Po ceremonii Grammy, która co roku skupia na sobie wzrok gwiazd z całego świata, Megan Fox wyróżniła się na jednej z licznych imprez towarzyszących.
Na tę wyjątkową noc, 37-letnia gwiazda postanowiła założyć niezwykle odważną, siateczkową suknię ozdobioną cekinami, która odkrywała niemalże całe jej ciało, skupiając uwagę na dekolcie i pośladkach.
To wywołało spore zainteresowanie wśród fotografów. Jako dodatek, Megan podrasowała swój look nietypowym kolczykiem na ustach, przywodzącym na myśl metalowy łańcuch.
Reakcje na jej zdjęcia w mediach społecznościowych były mieszane, z komentarzami wahającymi się od zachwytu po krytykę jej śmiałej kreacji. "Przepięknie"; "Sexy"; "O mój Boże, co zrobiłaś na swojej pięknej twarzy"; "Mam nadzieję, że rękaw (z tatuaży - red.) jest sztuczny... "; "Nie zrozumcie mnie źle, te zdjęcia są niesamowite. Jednak to już nie jest Megan Fox. W ogóle nie wygląda jak ona" – czytamy.
Gwiazda od jakiegoś czasu jest związana z Machine Gun Kellym, muzykiem młodszym od niej o cztery lata. Ich relacja przeszła różne turbulencje, jednak obecnie są szczęśliwi i rozważają małżeństwo.
Związek z artystą zachęcił Megan do jeszcze większych eksperymentów z własnym wizerunkiem, zarówno jeśli chodzi o odważne stroje, jak i modyfikacje urody, często z pomocą ekspertów z dziedziny chirurgii plastycznej.
Swego czasu Megan Fox wróżono dużą karierę filmową. W latach 2007-2014 wystąpiła m.in. w "Zabójczym ciele" Karyn Kusamy i Diablo Cody ("Juno"), "Transformersach" z Shią LaBeoufem ("Nimfomanka") i "Wojowniczych żółwiach ninja". Później zaczęła coraz rzadziej pojawiać się na dużym ekranie. Trzy lata temu mogliśmy zobaczyć ją w thrillerze o wampirach "Nocne kły" Netfliksa.

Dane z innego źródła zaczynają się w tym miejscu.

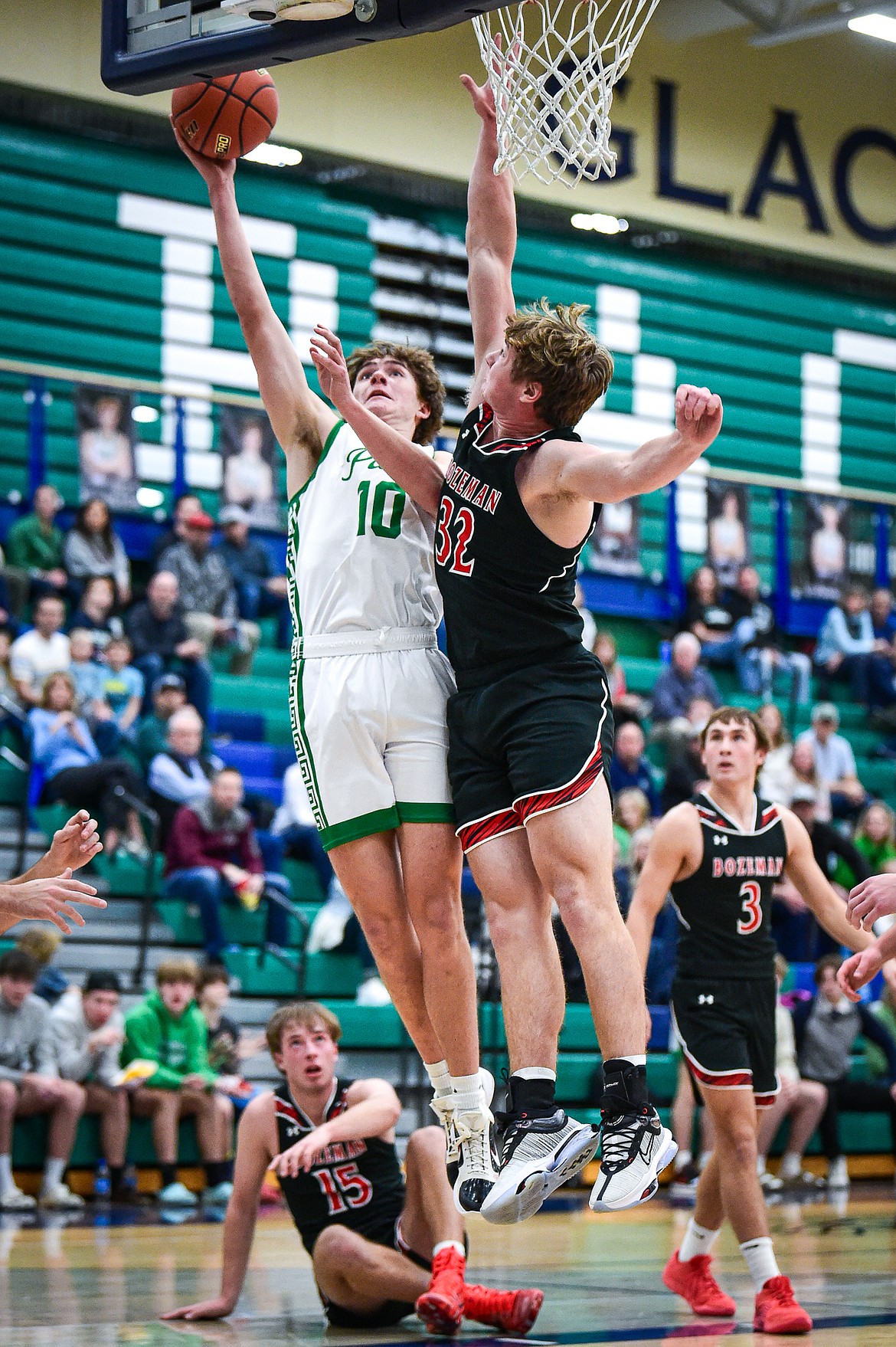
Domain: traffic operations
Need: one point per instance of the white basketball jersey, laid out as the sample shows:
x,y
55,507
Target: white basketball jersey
x,y
359,554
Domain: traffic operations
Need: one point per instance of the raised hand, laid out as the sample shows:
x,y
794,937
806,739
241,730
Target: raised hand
x,y
698,415
49,900
332,372
215,172
74,844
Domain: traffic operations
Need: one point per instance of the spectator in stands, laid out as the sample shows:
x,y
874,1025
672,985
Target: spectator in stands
x,y
883,616
182,508
801,1101
167,1028
120,693
777,779
41,652
74,771
96,612
723,640
87,1032
260,590
764,651
34,546
630,768
28,1085
213,858
208,595
875,838
162,643
181,772
93,547
835,762
679,686
295,824
826,1029
846,643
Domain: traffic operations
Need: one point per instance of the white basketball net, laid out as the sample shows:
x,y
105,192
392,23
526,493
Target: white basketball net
x,y
552,67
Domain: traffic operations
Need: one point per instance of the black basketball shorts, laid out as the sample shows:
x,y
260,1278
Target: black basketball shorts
x,y
727,1031
528,742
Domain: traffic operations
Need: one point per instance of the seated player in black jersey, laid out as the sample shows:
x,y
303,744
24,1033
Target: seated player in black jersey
x,y
531,728
381,1245
720,856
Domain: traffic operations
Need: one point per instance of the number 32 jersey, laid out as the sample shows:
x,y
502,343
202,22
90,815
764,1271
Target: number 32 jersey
x,y
353,1183
724,907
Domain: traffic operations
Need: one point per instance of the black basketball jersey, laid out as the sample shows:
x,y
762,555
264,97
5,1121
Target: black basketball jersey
x,y
354,1183
506,588
724,908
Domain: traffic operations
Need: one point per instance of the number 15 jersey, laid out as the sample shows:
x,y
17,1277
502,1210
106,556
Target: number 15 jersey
x,y
724,907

Jakiś czas temu celebrytka udzieliła wywiadu amerykańskiemu czasopismu "Sports Illustrated Swimsuit", a także trafiła na okładkę gazety, na której mogliśmy podziwiać ją w kostiumie kąpielowym.
Na nagraniu opublikowanym na profilu magazynu na YouTube Fox opowiedziała o swoich zmaganiach z dysmorfofobią, czyli z cielesnym zaburzeniem dysmorfofobicznym polegającym m.in. na skupianiu się na nieistniejących wadach w swoim wyglądzie.
– Cierpię na dysmorfofobię. Nigdy nie widzę siebie tak, jak widzą mnie inni. Nigdy nie było też momentu w moim życiu, w którym kochałam swoje ciało. Nigdy, przenigdy – stwierdziła.
– Kiedy byłam mała, miałam obsesję na punkcie tego, że powinienem wyglądać w jakiś konkretny sposób. Dlaczego miałam aż taką świadomość swojego ciała w tak młodym wieku? (...) Na pewno nie było to spowodowane środowiskiem, ponieważ dorastałam w bardzo religijnym otoczeniu, w którym temat ciała nie był poruszany – dodała.
Nadmieńmy, że Fox odniosła się również do kwestii swojego zaburzenia w wywiadzie z "GQ" w 2021 roku. – Możemy patrzeć na kogoś i myśleć: "Ta osoba jest taka piękna. Jej życie musi być takie łatwe" – powiedziała, podkreślając, że po premierze "Zabójczego ciała" z Amandą Seyfried była "konsekwentnie seksualizowana w filmach i przez media".